Review – Eagles’ Performance Matched the Denver Heat

Since the ’70s, Eagles have been known as one of America’s most popular bands. The group has gone through decades of ups and downs, including member changes and deaths, record-breaking album sales and more than one reunion tour. After their infamously messy breakup in 1980, Eagles fans rejoice in pleasant shock every time the band graces a stage in their area. In 2018, they brought another reunion, this time to a scorching hot Coors Field along with Jimmy Buffett and the Coral Reefer Band.

Before Jimmy Buffett would open the night to the parrotheads in the audience, singer/songwriter Caroline Jones gave the early birds of the evening a quick performance. After a melodic (albeit somewhat campy) track about living her life with bare feet, she chartered her audience with both a Joni Mitchell cover and ended her set with a Mac McAnally song, along with the Coral Reefer himself. 

Caroline Jones - Ryan Lewis

Caroline Jones

Jimmy Buffett is a man of all trades, having careers in music, writing and restaurant ownership, but at Coors Field last night his expertise remained solely of the tropic-rock kind. While the Caribbean-rock creator entered the stage on time, which is foreign to island-folk, Buffett’s ensemble channeled a fresh-off-the-boat look, with a blue, airy button up and a lack of footwear. Beach balls catapulted all over the atmosphere on the floor while intricate backdrops showcased scenes of the ocean, beach and all things tropical, which felt appropriate in 105-degree heat.

No one can accuse Jimmy Buffett of not knowing how to throw a good time, and his performance last night was continued proof that this sailor’s still got it. “Pencil Thin Mustache,” one of the first bits of the set, garnered thousands of voices singing along, which echoed throughout the stadium. After the island vibes had flowed for a few more songs, Buffett brought out Jones to assist him in “Come Monday.” “Cheeseburger in Paradise” stole the show from his tracklisting of the night, which came as no surprise. Along with hats shaped as parrots and sharks, many adults wore cheeseburger-shaped duds on their heads, and it did not look remotely as ridiculous as it sounds. Jones joined the band again for “Margaritaville,” a timeless classic which grooved many of the fans into an ideal mental retreat in the smoking Denver weather.

The Eagles - Ryan Lewis

Joe Walsh and Steuart Smith of Eagles

Eagles quietly took the stage after Buffet, and gently slipped the crowd into their set with “Seven Bridges Road.” After picking up the pace with the next few tracks, some of the members showcased their ties to Colorado, which included Joe Walsh confessing that at one point he owned the Pioneer Inn in Nederland, Colorado. In addition, Deacon Frey, son of deceased frontman Glen Frey, took his dad’s place on stage in a Bronco’s shirt and mentioned he has spent time in Boulder. After the cheers of support died down, the band shook the charmed venue with mega-hit, “Take it Easy.”

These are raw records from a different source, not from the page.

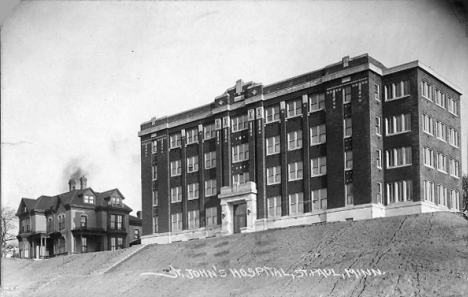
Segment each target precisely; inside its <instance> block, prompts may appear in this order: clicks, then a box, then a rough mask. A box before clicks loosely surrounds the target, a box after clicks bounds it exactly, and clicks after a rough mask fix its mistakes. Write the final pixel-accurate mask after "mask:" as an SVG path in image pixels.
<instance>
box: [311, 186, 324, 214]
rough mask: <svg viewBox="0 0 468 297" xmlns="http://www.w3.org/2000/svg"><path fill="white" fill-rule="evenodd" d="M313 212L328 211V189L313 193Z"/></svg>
mask: <svg viewBox="0 0 468 297" xmlns="http://www.w3.org/2000/svg"><path fill="white" fill-rule="evenodd" d="M311 194H312V195H311V199H312V210H321V209H327V189H326V188H323V189H318V190H313V191H312V192H311Z"/></svg>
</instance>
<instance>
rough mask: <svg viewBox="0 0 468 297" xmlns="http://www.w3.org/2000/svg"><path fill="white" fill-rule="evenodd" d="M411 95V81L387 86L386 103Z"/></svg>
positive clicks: (385, 96) (391, 84)
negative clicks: (409, 85)
mask: <svg viewBox="0 0 468 297" xmlns="http://www.w3.org/2000/svg"><path fill="white" fill-rule="evenodd" d="M408 95H409V81H407V80H406V81H400V82H398V83H392V84H389V85H386V86H385V101H390V100H395V99H400V98H403V97H405V96H408Z"/></svg>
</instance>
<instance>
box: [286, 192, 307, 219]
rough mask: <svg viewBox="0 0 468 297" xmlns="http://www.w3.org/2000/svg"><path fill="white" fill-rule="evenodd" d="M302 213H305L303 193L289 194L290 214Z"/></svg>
mask: <svg viewBox="0 0 468 297" xmlns="http://www.w3.org/2000/svg"><path fill="white" fill-rule="evenodd" d="M300 213H304V194H303V193H302V192H300V193H294V194H289V214H290V215H295V214H300Z"/></svg>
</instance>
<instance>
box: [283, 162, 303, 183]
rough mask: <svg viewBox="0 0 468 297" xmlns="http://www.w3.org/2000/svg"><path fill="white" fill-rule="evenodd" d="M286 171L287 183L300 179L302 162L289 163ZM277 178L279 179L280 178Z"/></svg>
mask: <svg viewBox="0 0 468 297" xmlns="http://www.w3.org/2000/svg"><path fill="white" fill-rule="evenodd" d="M278 169H279V168H278ZM288 170H289V178H288V179H289V181H292V180H298V179H302V175H303V169H302V161H300V162H295V163H289V164H288ZM279 178H280V179H281V177H279Z"/></svg>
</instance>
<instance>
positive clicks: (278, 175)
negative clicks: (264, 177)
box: [267, 166, 281, 185]
mask: <svg viewBox="0 0 468 297" xmlns="http://www.w3.org/2000/svg"><path fill="white" fill-rule="evenodd" d="M280 182H281V167H280V166H275V167H270V168H267V185H273V184H279V183H280Z"/></svg>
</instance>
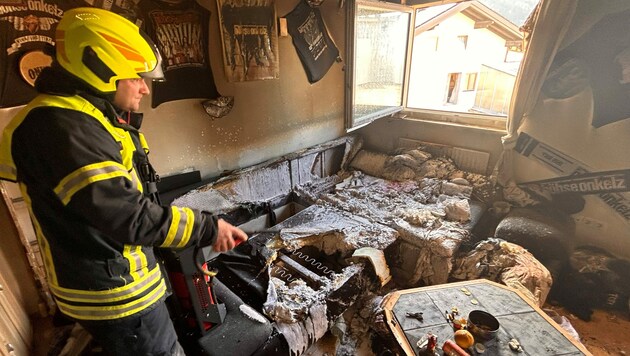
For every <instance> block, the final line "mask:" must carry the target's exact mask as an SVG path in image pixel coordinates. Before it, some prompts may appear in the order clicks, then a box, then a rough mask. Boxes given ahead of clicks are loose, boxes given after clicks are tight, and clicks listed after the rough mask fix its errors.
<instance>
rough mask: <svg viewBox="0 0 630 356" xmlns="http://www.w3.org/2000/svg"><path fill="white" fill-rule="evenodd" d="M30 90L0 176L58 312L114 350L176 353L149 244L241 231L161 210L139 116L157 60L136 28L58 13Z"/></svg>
mask: <svg viewBox="0 0 630 356" xmlns="http://www.w3.org/2000/svg"><path fill="white" fill-rule="evenodd" d="M55 57H56V58H55V61H54V63H53V65H52V66H51V67H50V68H46V69H45V70H44V71H43V72H42V73H41V75H40V76H39V78H38V79H37V81H36V89H37V90H38V92H39V95H38V96H37V97H36V98H35V99H33V100H32V101H31V102H30V103H29V104H28V105H27V106H26V107H24V108H23V109H22V110H21V111H19V112H18V113H17V115H16V116H15V117H14V118H13V120H12V121H11V122H10V123H9V124H8V126H7V127H6V128H5V130H4V132H3V136H2V141H0V178H2V179H5V180H9V181H14V182H18V183H19V186H20V189H21V192H22V194H23V196H24V199H25V201H26V202H27V204H28V208H29V212H30V215H31V218H32V221H33V225H34V228H35V232H36V235H37V239H38V242H39V246H40V249H41V253H42V257H43V260H44V265H45V268H46V272H47V277H48V283H49V286H50V289H51V291H52V294H53V296H54V298H55V301H56V304H57V307H58V309H59V311H61V313H63V314H64V315H66V316H68V317H70V318H71V319H73V320H75V321H76V322H78V323H79V324H81V325H82V326H83V327H84V328H85V329H86V330H87V331H89V332H90V333H91V334H92V336H93V337H94V338H95V340H97V341H98V342H99V344H100V345H101V346H102V347H103V348H104V349H105V351H106V352H107V353H111V354H113V355H149V354H150V355H182V354H183V353H184V351H183V349H182V347H181V346H180V344H179V342H178V341H177V335H176V333H175V329H174V327H173V324H172V322H171V320H170V318H169V314H168V311H167V308H166V305H165V303H164V299H165V297H166V296H167V294H168V292H167V283H166V282H165V279H164V277H163V275H162V273H161V271H160V264H159V263H158V261H157V259H156V256H155V254H154V247H161V248H175V249H179V248H185V247H188V246H193V245H197V246H209V245H213V248H214V249H215V250H216V251H226V250H228V249H231V248H233V247H234V246H235V243H236V242H238V240H246V239H247V235H246V234H245V233H244V232H243V231H242V230H240V229H239V228H237V227H235V226H232V225H230V224H229V223H227V222H226V221H224V220H222V219H218V218H217V217H215V216H213V215H212V214H210V213H207V212H203V211H196V210H192V209H190V208H186V207H177V206H162V205H160V204H159V200H158V198H157V195H156V181H157V175H156V174H155V171H154V170H153V168H152V167H151V165H150V164H149V161H148V159H147V154H148V153H149V148H148V146H147V143H146V141H145V139H144V136H143V135H142V134H141V133H140V132H139V131H138V129H139V127H140V123H141V114H139V113H136V111H137V110H138V109H139V106H140V100H141V98H142V97H143V96H145V95H148V94H149V88H148V87H147V84H146V83H145V80H156V79H160V78H162V77H163V74H162V70H161V63H160V62H161V57H160V54H159V52H158V51H157V49H156V47H155V45H154V44H153V42H152V41H151V40H150V39H149V38H148V37H146V36H145V35H144V34H143V33H142V32H141V31H140V30H139V29H138V27H137V26H136V25H134V24H133V23H132V22H130V21H128V20H127V19H125V18H123V17H121V16H119V15H116V14H114V13H112V12H109V11H106V10H102V9H98V8H75V9H72V10H69V11H67V12H66V13H65V14H64V16H63V18H62V19H61V21H60V22H59V24H58V26H57V30H56V46H55Z"/></svg>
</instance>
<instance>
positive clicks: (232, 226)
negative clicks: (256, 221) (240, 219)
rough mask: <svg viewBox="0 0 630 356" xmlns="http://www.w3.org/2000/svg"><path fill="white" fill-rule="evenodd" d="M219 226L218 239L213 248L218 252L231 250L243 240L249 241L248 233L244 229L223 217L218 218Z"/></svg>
mask: <svg viewBox="0 0 630 356" xmlns="http://www.w3.org/2000/svg"><path fill="white" fill-rule="evenodd" d="M217 228H218V232H217V240H216V241H215V243H214V245H213V246H212V249H213V250H214V251H216V252H225V251H228V250H231V249H233V248H234V247H235V246H236V245H238V244H240V243H241V242H245V241H247V234H246V233H245V232H243V230H241V229H239V228H238V227H236V226H234V225H232V224H230V223H228V222H227V221H225V220H223V219H219V220H218V222H217Z"/></svg>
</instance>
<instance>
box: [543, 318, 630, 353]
mask: <svg viewBox="0 0 630 356" xmlns="http://www.w3.org/2000/svg"><path fill="white" fill-rule="evenodd" d="M551 309H553V310H555V311H556V312H558V314H560V315H564V316H566V317H567V319H568V320H569V322H570V323H571V325H572V326H573V328H574V329H575V330H576V331H577V333H578V335H579V336H580V339H581V341H582V344H584V346H586V348H587V349H588V350H589V351H590V352H591V353H593V355H594V356H605V355H630V337H628V336H629V335H630V318H629V313H628V312H625V313H624V312H613V311H607V310H595V311H594V312H593V315H592V319H591V321H588V322H586V321H583V320H581V319H579V318H577V317H575V316H574V315H571V313H569V312H567V311H565V310H564V309H563V308H561V307H551Z"/></svg>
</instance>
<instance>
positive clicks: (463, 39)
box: [457, 36, 468, 49]
mask: <svg viewBox="0 0 630 356" xmlns="http://www.w3.org/2000/svg"><path fill="white" fill-rule="evenodd" d="M457 40H458V41H459V42H460V43H461V44H462V48H463V49H466V48H467V47H468V36H457Z"/></svg>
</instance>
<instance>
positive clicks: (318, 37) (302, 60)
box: [287, 1, 339, 83]
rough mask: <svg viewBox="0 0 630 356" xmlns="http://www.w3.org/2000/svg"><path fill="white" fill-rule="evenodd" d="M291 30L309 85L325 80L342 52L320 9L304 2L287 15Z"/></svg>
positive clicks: (291, 33) (301, 1)
mask: <svg viewBox="0 0 630 356" xmlns="http://www.w3.org/2000/svg"><path fill="white" fill-rule="evenodd" d="M287 27H288V30H289V33H290V34H291V38H293V45H294V46H295V48H296V49H297V52H298V56H299V57H300V61H302V65H303V66H304V69H305V70H306V75H307V77H308V81H309V82H310V83H315V82H317V81H318V80H320V79H322V78H323V77H324V75H326V73H327V72H328V70H329V69H330V67H331V66H332V64H333V63H334V62H335V60H336V59H337V57H338V56H339V49H337V47H336V46H335V43H334V42H333V41H332V39H331V38H330V35H329V34H328V29H327V28H326V24H324V20H322V15H321V14H320V12H319V9H317V8H312V7H310V6H309V5H308V4H307V3H306V1H301V2H300V3H299V4H298V6H296V7H295V9H293V11H291V12H290V13H289V14H288V15H287Z"/></svg>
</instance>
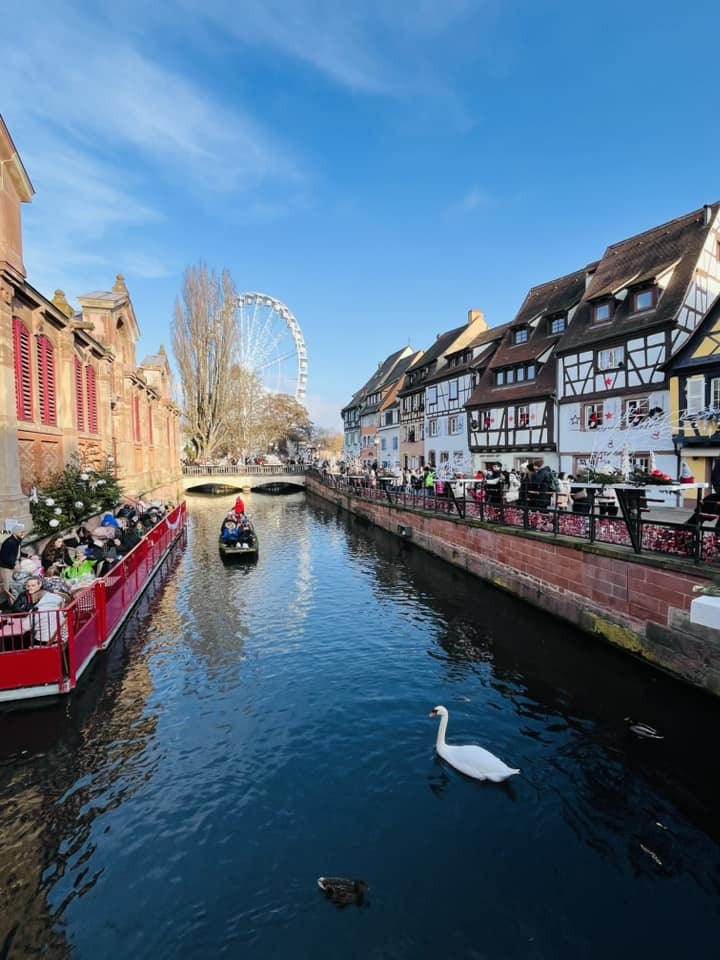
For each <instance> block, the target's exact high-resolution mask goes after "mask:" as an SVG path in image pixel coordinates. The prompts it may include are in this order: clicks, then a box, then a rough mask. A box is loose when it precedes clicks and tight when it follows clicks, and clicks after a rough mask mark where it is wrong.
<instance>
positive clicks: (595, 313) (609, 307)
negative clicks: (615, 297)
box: [593, 300, 610, 323]
mask: <svg viewBox="0 0 720 960" xmlns="http://www.w3.org/2000/svg"><path fill="white" fill-rule="evenodd" d="M609 319H610V301H609V300H606V301H605V303H596V304H595V306H594V307H593V323H606V322H607V321H608V320H609Z"/></svg>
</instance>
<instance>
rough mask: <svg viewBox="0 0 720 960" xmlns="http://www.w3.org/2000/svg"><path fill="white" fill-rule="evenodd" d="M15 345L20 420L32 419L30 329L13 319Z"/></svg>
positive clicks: (13, 342)
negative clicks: (30, 360)
mask: <svg viewBox="0 0 720 960" xmlns="http://www.w3.org/2000/svg"><path fill="white" fill-rule="evenodd" d="M13 347H14V352H15V396H16V400H17V418H18V420H26V421H32V419H33V409H32V406H33V405H32V370H31V366H30V331H29V330H28V329H27V327H26V326H25V324H24V323H23V322H22V321H21V320H18V319H17V317H15V318H14V319H13Z"/></svg>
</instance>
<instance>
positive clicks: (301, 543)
mask: <svg viewBox="0 0 720 960" xmlns="http://www.w3.org/2000/svg"><path fill="white" fill-rule="evenodd" d="M247 501H248V511H249V512H250V513H251V515H252V516H253V518H254V519H255V522H256V525H257V527H258V530H259V532H260V537H261V545H262V547H261V554H260V559H259V561H258V563H257V564H256V565H253V566H252V567H249V568H247V567H246V568H242V569H241V568H232V567H223V566H222V565H221V564H220V563H219V560H218V557H217V553H216V547H215V537H216V535H217V523H218V516H219V515H220V514H221V513H222V510H221V509H220V508H221V507H223V506H224V505H229V503H230V502H231V501H230V500H227V501H225V502H223V501H219V502H218V501H217V500H198V499H194V500H193V501H192V503H191V508H190V530H189V536H188V546H187V550H186V552H185V554H184V556H183V557H182V559H181V561H180V562H179V564H178V565H177V566H176V567H175V568H174V569H173V571H172V573H171V575H170V576H169V578H168V579H167V580H166V582H165V583H164V584H163V586H162V589H161V590H160V591H159V592H158V593H157V595H156V597H155V601H154V606H153V608H152V610H151V611H148V612H146V613H145V614H143V615H142V616H140V617H139V618H138V619H137V621H136V622H135V623H134V624H133V625H131V627H130V629H129V630H128V637H129V641H128V643H127V646H126V647H122V645H118V646H116V647H115V648H113V651H112V653H111V657H110V658H108V663H107V664H106V665H105V666H104V667H102V668H99V669H98V672H97V674H96V677H95V678H94V679H91V681H90V683H89V684H88V685H87V687H86V688H85V689H84V691H83V692H82V694H81V696H79V697H77V698H76V699H75V700H74V701H73V702H72V704H71V705H70V706H69V708H68V707H67V706H63V707H61V708H59V709H57V710H55V711H49V712H48V713H47V715H46V716H47V719H46V721H45V722H44V723H43V724H42V725H39V724H37V725H33V724H32V723H30V724H28V723H26V724H24V725H21V724H20V723H19V722H18V721H16V720H15V719H13V721H12V724H11V726H12V736H6V737H5V747H4V748H5V751H6V752H5V754H4V756H6V757H7V758H8V762H7V763H6V764H5V765H4V766H2V767H0V801H2V802H1V803H0V826H1V827H2V832H3V837H4V838H5V839H4V843H3V847H2V853H0V857H1V858H2V861H1V862H2V866H3V875H4V876H5V877H6V883H5V899H6V903H7V909H6V910H5V911H3V913H4V915H5V917H6V919H5V921H0V922H3V923H4V926H3V927H2V929H0V942H2V941H3V940H5V939H6V938H7V937H8V936H11V934H10V921H9V920H8V919H7V918H8V917H11V916H24V917H31V918H32V921H31V922H28V923H26V924H24V926H23V928H22V931H16V932H15V933H13V934H12V937H14V938H15V939H13V940H12V945H13V949H14V950H15V954H16V955H17V956H24V955H33V954H35V953H38V952H39V951H40V950H41V949H43V946H44V945H46V944H52V949H53V950H54V951H55V955H57V956H63V955H70V954H72V955H73V956H77V957H81V958H82V957H95V956H97V955H102V956H104V957H108V958H113V957H115V956H121V955H122V956H123V957H126V956H127V955H128V954H129V953H130V954H132V955H134V956H137V957H151V956H152V958H153V960H163V958H166V957H167V958H170V957H173V958H174V957H177V956H180V955H182V956H183V957H184V958H193V957H207V956H216V955H217V956H225V955H229V956H237V955H238V953H240V952H243V953H247V954H249V955H252V956H253V957H258V958H260V960H262V958H265V957H268V958H269V957H287V956H293V955H297V954H299V955H303V956H313V957H314V958H316V960H317V958H324V957H333V958H334V957H337V956H338V955H342V956H345V957H348V958H351V957H358V958H359V957H362V958H363V960H366V958H368V957H382V958H383V960H386V958H390V957H399V958H412V960H417V958H418V957H426V956H427V957H430V956H444V957H451V958H454V957H458V958H460V957H462V958H463V960H465V958H470V957H498V958H503V960H514V958H518V960H519V958H522V960H527V958H535V957H539V958H552V960H563V958H565V957H567V958H572V960H577V958H579V957H582V958H583V960H585V958H589V960H594V958H598V960H599V958H601V957H602V958H603V960H604V958H605V956H606V955H607V954H608V953H610V952H612V954H613V955H614V956H618V957H619V960H623V958H624V957H628V960H629V958H630V956H632V957H633V960H634V958H636V957H637V956H645V955H647V956H650V955H652V956H653V957H654V960H662V958H663V957H668V958H669V957H671V956H672V957H673V960H674V958H675V956H676V955H677V954H678V951H680V950H683V951H684V952H685V953H690V954H696V953H697V954H700V952H701V951H702V952H707V948H708V946H710V944H711V943H713V944H714V939H711V938H714V931H715V929H716V922H717V919H718V908H717V903H718V892H720V891H719V889H718V888H719V886H720V879H719V878H720V859H719V857H718V839H719V838H720V823H719V822H718V817H717V810H718V809H720V803H718V800H720V794H719V787H718V783H719V781H720V777H718V761H717V758H716V757H715V755H714V754H713V753H712V752H710V753H708V751H707V750H706V749H705V748H704V747H703V745H702V744H701V742H700V741H699V740H698V737H697V730H698V729H702V730H704V731H707V740H708V742H712V739H713V736H712V734H716V733H717V732H718V728H719V727H720V722H719V719H720V718H719V715H718V709H717V705H716V704H715V703H714V702H712V703H709V702H708V701H706V700H704V699H702V698H698V697H697V696H696V695H693V694H692V693H691V692H689V691H687V690H685V689H684V688H678V687H677V686H676V685H674V684H672V683H670V682H669V681H667V680H666V679H665V678H663V677H659V676H657V675H655V674H651V673H649V672H648V671H647V670H644V669H643V668H642V667H639V666H638V665H636V664H635V663H633V662H632V661H629V660H627V659H625V658H620V657H618V656H616V654H615V653H614V652H613V651H611V650H608V649H605V648H603V647H600V646H598V645H597V644H595V643H593V642H590V641H588V640H587V639H586V638H584V637H582V636H581V635H579V634H577V633H576V632H574V631H573V630H571V629H570V628H568V627H564V626H563V625H561V624H559V623H557V622H556V621H553V620H550V619H548V618H545V617H543V616H542V615H541V614H539V613H537V612H536V611H533V610H531V609H530V608H529V607H525V606H523V605H521V604H518V603H516V602H513V601H512V599H511V598H509V597H507V596H505V595H504V594H500V593H496V592H494V591H492V590H490V589H489V588H487V587H485V586H484V585H483V584H481V583H478V582H477V581H472V580H470V579H468V578H466V577H465V576H464V575H463V574H462V573H461V572H459V571H456V570H453V569H451V568H450V567H446V566H445V565H443V564H440V563H438V562H436V561H434V560H432V559H431V558H429V557H428V556H426V555H424V554H422V553H421V552H420V551H418V550H415V549H412V548H411V549H408V548H407V546H406V545H399V544H398V542H397V541H396V540H394V538H392V537H390V536H388V535H385V534H383V533H382V532H380V531H375V530H373V529H372V528H369V527H363V528H362V529H361V528H360V527H359V526H358V525H356V524H354V523H353V522H350V521H348V520H347V518H343V516H342V515H338V514H336V512H335V511H334V510H333V511H328V510H325V509H324V508H322V507H318V508H311V507H309V506H308V505H307V504H306V503H305V500H304V498H303V497H291V498H288V499H278V498H273V499H268V498H266V499H261V498H260V497H259V496H258V495H256V494H250V495H249V496H248V497H247ZM103 670H104V671H105V673H104V674H103V672H102V671H103ZM438 703H443V704H445V705H446V706H447V707H448V709H449V710H450V725H449V730H448V738H449V740H450V741H451V742H456V743H462V742H477V743H481V744H482V745H484V746H486V747H487V748H488V749H490V750H492V751H493V752H494V753H496V754H497V755H499V756H501V757H502V758H503V759H505V760H506V761H507V762H509V763H512V764H513V765H517V766H519V767H520V768H521V769H522V774H521V775H520V776H519V777H515V778H513V779H512V780H510V781H508V782H507V783H505V784H502V785H493V784H482V783H478V782H476V781H472V780H469V779H468V778H465V777H463V776H462V775H461V774H459V773H457V772H456V771H455V770H452V769H451V768H449V767H448V766H447V765H446V764H445V763H444V762H443V761H442V760H440V758H439V757H437V755H436V753H435V749H434V743H435V736H436V732H437V725H436V722H435V721H432V720H430V719H429V718H428V713H429V711H430V710H431V709H432V707H434V706H435V705H436V704H438ZM628 715H634V716H642V717H643V718H645V720H646V722H652V723H653V725H658V726H662V727H663V728H664V730H665V731H666V739H665V740H664V741H661V742H655V743H652V742H649V741H647V742H644V743H639V742H637V741H636V740H633V739H630V738H629V736H628V732H627V724H625V723H624V722H623V717H625V716H628ZM668 718H671V720H672V722H671V723H668V722H667V720H668ZM663 721H665V722H663ZM13 737H14V738H15V739H14V740H13ZM28 745H30V752H29V754H27V755H26V756H25V759H24V760H23V759H22V755H21V751H22V749H28ZM320 874H347V875H351V876H357V877H361V878H363V879H366V880H367V881H368V882H369V883H370V892H369V895H368V905H367V907H366V908H365V909H363V910H357V909H355V908H348V909H347V910H337V909H336V908H335V907H334V906H333V905H332V904H331V903H329V902H328V901H326V900H325V899H324V898H323V897H322V895H321V894H320V892H319V891H318V889H317V886H316V882H315V881H316V877H317V876H318V875H320ZM668 880H671V881H672V882H671V883H668ZM649 916H651V917H652V923H651V924H648V923H647V917H649ZM598 917H601V918H602V922H601V923H598V920H597V918H598ZM478 931H480V933H479V932H478ZM10 955H11V956H12V953H11V954H10Z"/></svg>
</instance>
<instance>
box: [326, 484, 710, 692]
mask: <svg viewBox="0 0 720 960" xmlns="http://www.w3.org/2000/svg"><path fill="white" fill-rule="evenodd" d="M307 489H308V491H309V492H310V493H315V494H317V495H319V496H321V497H322V498H323V499H326V500H330V501H332V502H333V503H336V504H337V505H338V506H340V507H342V508H343V509H345V510H348V511H349V512H351V513H354V514H356V515H358V516H362V517H364V518H366V519H367V520H369V521H371V522H372V523H375V524H376V525H377V526H379V527H382V528H383V529H385V530H388V531H389V532H390V533H394V534H396V535H398V536H403V537H404V539H406V540H408V541H409V542H411V543H412V544H414V545H415V546H416V547H419V548H421V549H423V550H427V551H428V552H430V553H433V554H435V555H436V556H438V557H441V558H442V559H444V560H447V561H448V562H449V563H452V564H454V565H455V566H458V567H461V568H463V569H465V570H467V571H468V572H469V573H471V574H473V575H475V576H478V577H481V578H482V579H483V580H486V581H487V582H489V583H492V584H494V585H495V586H497V587H498V588H500V589H502V590H506V591H508V592H509V593H512V594H514V595H515V596H517V597H519V598H521V599H523V600H525V601H526V602H528V603H532V604H534V605H535V606H537V607H541V608H542V609H544V610H547V611H549V612H550V613H553V614H555V615H556V616H558V617H562V618H563V619H564V620H568V621H570V622H571V623H574V624H575V625H576V626H578V627H579V628H580V629H582V630H584V631H586V632H588V633H591V634H593V635H595V636H597V637H599V638H602V639H603V640H605V641H608V642H610V643H612V644H614V645H616V646H618V647H621V648H623V649H624V650H626V651H628V652H629V653H631V654H634V655H636V656H640V657H642V658H643V659H645V660H646V661H648V662H649V663H651V664H653V665H654V666H655V667H659V668H661V669H663V670H665V671H666V672H669V673H671V674H673V675H675V676H676V677H679V678H681V679H683V680H686V681H688V682H690V683H692V684H693V685H695V686H698V687H702V688H703V689H705V690H708V691H709V692H711V693H714V694H716V695H720V637H718V636H717V633H718V631H715V630H712V629H710V628H707V627H699V626H696V625H694V624H691V623H690V620H689V612H690V603H691V601H692V599H693V587H695V586H696V585H703V584H707V582H708V580H710V579H711V578H712V576H713V571H712V570H711V569H709V568H707V567H698V568H696V567H693V566H691V565H690V564H688V563H684V562H683V561H679V560H671V559H667V558H666V557H657V558H656V557H649V556H642V557H638V556H636V555H634V554H629V553H627V552H626V551H623V550H621V549H619V548H616V547H612V546H606V545H598V544H589V543H584V542H580V541H578V542H574V541H571V540H569V539H561V538H555V537H553V536H552V535H550V534H539V533H531V532H528V531H524V530H515V529H513V530H507V529H503V528H497V527H491V526H490V525H488V524H482V523H480V522H479V521H473V520H470V521H464V520H460V519H459V518H453V517H440V516H435V515H430V514H425V513H423V512H422V511H421V510H413V509H409V508H402V507H401V506H396V505H394V504H389V503H387V502H383V501H374V502H368V501H366V500H363V499H360V498H357V497H353V496H351V495H349V494H346V493H341V492H339V491H337V490H332V489H328V488H326V487H323V486H322V485H321V484H319V483H317V482H316V481H315V480H314V479H313V478H311V477H308V478H307Z"/></svg>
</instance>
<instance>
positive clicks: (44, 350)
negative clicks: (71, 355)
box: [37, 334, 57, 427]
mask: <svg viewBox="0 0 720 960" xmlns="http://www.w3.org/2000/svg"><path fill="white" fill-rule="evenodd" d="M37 370H38V399H39V401H40V422H41V423H44V424H45V425H46V426H49V427H55V426H57V392H56V383H55V348H54V347H53V345H52V343H51V342H50V341H49V340H48V338H47V337H46V336H45V335H44V334H40V336H39V337H38V338H37Z"/></svg>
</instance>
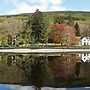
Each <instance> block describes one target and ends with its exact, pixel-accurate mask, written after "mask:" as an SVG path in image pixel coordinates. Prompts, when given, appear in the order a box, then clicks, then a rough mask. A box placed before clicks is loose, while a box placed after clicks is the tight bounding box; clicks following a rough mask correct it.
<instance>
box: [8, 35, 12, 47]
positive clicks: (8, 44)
mask: <svg viewBox="0 0 90 90" xmlns="http://www.w3.org/2000/svg"><path fill="white" fill-rule="evenodd" d="M8 45H12V36H11V35H10V34H8Z"/></svg>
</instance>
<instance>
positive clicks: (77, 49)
mask: <svg viewBox="0 0 90 90" xmlns="http://www.w3.org/2000/svg"><path fill="white" fill-rule="evenodd" d="M0 53H90V49H27V48H23V49H4V48H3V49H0Z"/></svg>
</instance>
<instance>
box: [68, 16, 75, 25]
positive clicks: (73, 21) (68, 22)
mask: <svg viewBox="0 0 90 90" xmlns="http://www.w3.org/2000/svg"><path fill="white" fill-rule="evenodd" d="M67 20H68V22H67V24H68V25H70V26H73V25H74V18H73V17H72V16H71V15H69V16H68V17H67Z"/></svg>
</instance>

Also on stage supporting the lost place of Frey was legendary songwriter Vince Gill. Gill rocked out fan favorite “Take it to the Limit,” as a set of stringed instruments flourished behind the band, which already consisted of five guitarists. Much like Buffett’s set before it, the backgrounds shifted behind the icons to show relevant scenes to coincide with the vibes of the long-adored songs. However, one trait that is unique to the Eagles is their ability to share the stage which allowed each member to sing, solo and joke with the crowd for a full experience. Walsh hammered out “In the City,” Timothy B. Schmit softly coraled the crowd with “I Can’t Tell You Why,” Vince Gill returned with “New Kid in Town” and Deacon played homage to his dad once again with “Peaceful Easy Feeling,” after which a photo of Frey was displayed and a moment was taken to honor the departed star.

The Eagles - Ryan Lewis

Deacon Frey and Joe Walsh of Eagles

Any song Eagles play is sure to be a hit that induces nostalgia from some floating memory of the past. No track played last night fell short of uproarious support from the crowd. When the band left the stage after “Life in the Fast Lane,” the air had not cooled down at all and screams to get them back out nearly punctured eardrums. The horn section burst the encore of “Hotel California” to get them to return, and another retreat backstage followed. However, they were not finished. After returning a second time, it was the appropriately executed “Rocky Mountain Way” and “Desperado” that closed out the night. 

After a double-slab of two classic favorites, it was hard not to saunter out of the hot Coors Field without the fuzzy glow of nostalgia pulsating through one’s veins. Shows like this remind fans why they keep coming back for more, decade after decade. We know we’ll be lined up again for either of these expert entertainers.